Quand il part, le magistrat ferme la porte, la seule des trois du large bâtiment blanc à être ouverte la journée. Les deux autres restent closes: les deux magistrats qui occupaient les bureaux sont décédés et n'ont pas été remplacés.

"Si la justice républicaine n'est pas au rendez-vous, ça va être ce qu'on appelle la justice des armes, des vainqueurs, des bourreaux", dit M. Delimo, impassible. Il affirme ne pouvoir traiter qu'une quinzaine d'affaires par an, toutes civiles et commerciales.

En Centrafrique, pays en profonde crise sécuritaire depuis le renversement en 2013 du président François Bozizé, la justice peine à dépasser les faubourgs de la capitale, Bangui.

Lutte contre l'impunité

Depuis 2010, aucun crime n'a été jugé dans l'Ouest, alors que les violences s'y poursuivent à un rythme quasi quotidien. Ces derniers mois, plusieurs villes du nord-ouest (Ngaoundaye, Bocaranga, Niem, Bang) ont été le théâtre d'affrontements, pillages et tueries.

Dans un pays où la lutte contre l'impunité est devenue le maître-mot de la communication gouvernementale, les juridictions locales restent impuissantes.

A Bouar, dans l'une des deux prisons de l'Ouest, 18 personnes inculpées dans des affaires criminelles sont en détention préventive, en attente d'un procès.

"Je suis ici depuis février 2015. J'ai fait près de trois ans de prison sans être jugé", dit Faustin, 45 ans. La maison d'arrêt accueille 84 personnes, hommes et femmes, réunies dans quatre grandes cellules.

Ils étaient 19 inculpés pour affaires criminelles à attendre la tenue de leur procès, mais une femme a été relâchée cette année. Violée par un codétenu, elle était tombée enceinte.

Pour juger les crimes, M. Delimo énumère ce qu'il lui manque: de l'argent pour faire venir les témoins, des robes de magistrat, des moyens de transport, du matériel informatique...

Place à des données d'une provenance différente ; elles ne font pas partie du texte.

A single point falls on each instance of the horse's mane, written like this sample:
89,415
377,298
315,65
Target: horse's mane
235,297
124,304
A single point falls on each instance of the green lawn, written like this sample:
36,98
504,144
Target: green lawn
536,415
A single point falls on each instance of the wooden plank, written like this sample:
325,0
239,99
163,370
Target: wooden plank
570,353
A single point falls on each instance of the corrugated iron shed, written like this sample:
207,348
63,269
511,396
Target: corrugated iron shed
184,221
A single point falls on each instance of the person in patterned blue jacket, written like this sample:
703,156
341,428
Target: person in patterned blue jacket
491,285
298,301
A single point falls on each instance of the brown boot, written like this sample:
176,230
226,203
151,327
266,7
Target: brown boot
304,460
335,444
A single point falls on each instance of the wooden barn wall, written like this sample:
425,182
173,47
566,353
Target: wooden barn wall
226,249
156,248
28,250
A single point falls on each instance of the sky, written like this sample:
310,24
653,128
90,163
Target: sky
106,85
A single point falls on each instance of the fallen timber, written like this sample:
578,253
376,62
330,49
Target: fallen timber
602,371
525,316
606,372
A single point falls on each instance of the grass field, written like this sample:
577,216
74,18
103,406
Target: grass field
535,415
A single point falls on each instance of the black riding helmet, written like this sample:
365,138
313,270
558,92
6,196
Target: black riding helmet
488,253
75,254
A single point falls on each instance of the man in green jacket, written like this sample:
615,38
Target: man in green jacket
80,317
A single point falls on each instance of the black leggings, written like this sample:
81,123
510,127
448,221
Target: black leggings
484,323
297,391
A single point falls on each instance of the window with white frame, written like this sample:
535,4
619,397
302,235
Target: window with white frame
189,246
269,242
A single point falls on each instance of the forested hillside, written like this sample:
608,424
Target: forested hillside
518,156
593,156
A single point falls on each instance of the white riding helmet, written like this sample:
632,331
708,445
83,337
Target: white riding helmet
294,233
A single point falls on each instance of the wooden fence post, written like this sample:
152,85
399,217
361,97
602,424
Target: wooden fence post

Il dit ne disposer que de son téléphone portable personnel. Dans la pièce attenante, son assistant tape un document sur une vieille machine à écrire. "Le goût est amer", conclut M. Delimo.

"La non-tenue des séances criminelles encourage l'impunité", déplore Me Koutou, avocat à Bouar. Engagé par l'Association du barreau américain (ABA), il est le seul avocat de la préfecture, et l'un des trois de l'ouest de la Centrafrique.

"Être avocat, c'est un travail libéral, il faut des clients, et ici il n'y en a presque pas", explique-t-il. Dans l'Ouest, peu de gens ont les moyens de payer une défense.

Un budget de 10 millions de francs (environ 15.000 euros) a bien été alloué pour les séances criminelles de Bouar, mais il attend toujours d'être décaissé.

Peur des représailles

"Problème de trésorerie", dit-on au ministère de la Justice. Le manque de moyens est un frein à la réinstauration des piliers régaliens de l'Etat dans les provinces.

"Sans moyens, on ne peut aller dans les territoires reculés, et les plaignants qui font appel ne peuvent venir jusqu'à Bouar", explique M. Delimo. Il cite une affaire civile, qui devait enfin sortir la Cour de sa torpeur, la semaine dernière: "Mais les plaignants habitent à Nola, à 400 km de Bouar. Ils ne sont pas venus et l'affaire a été renvoyée".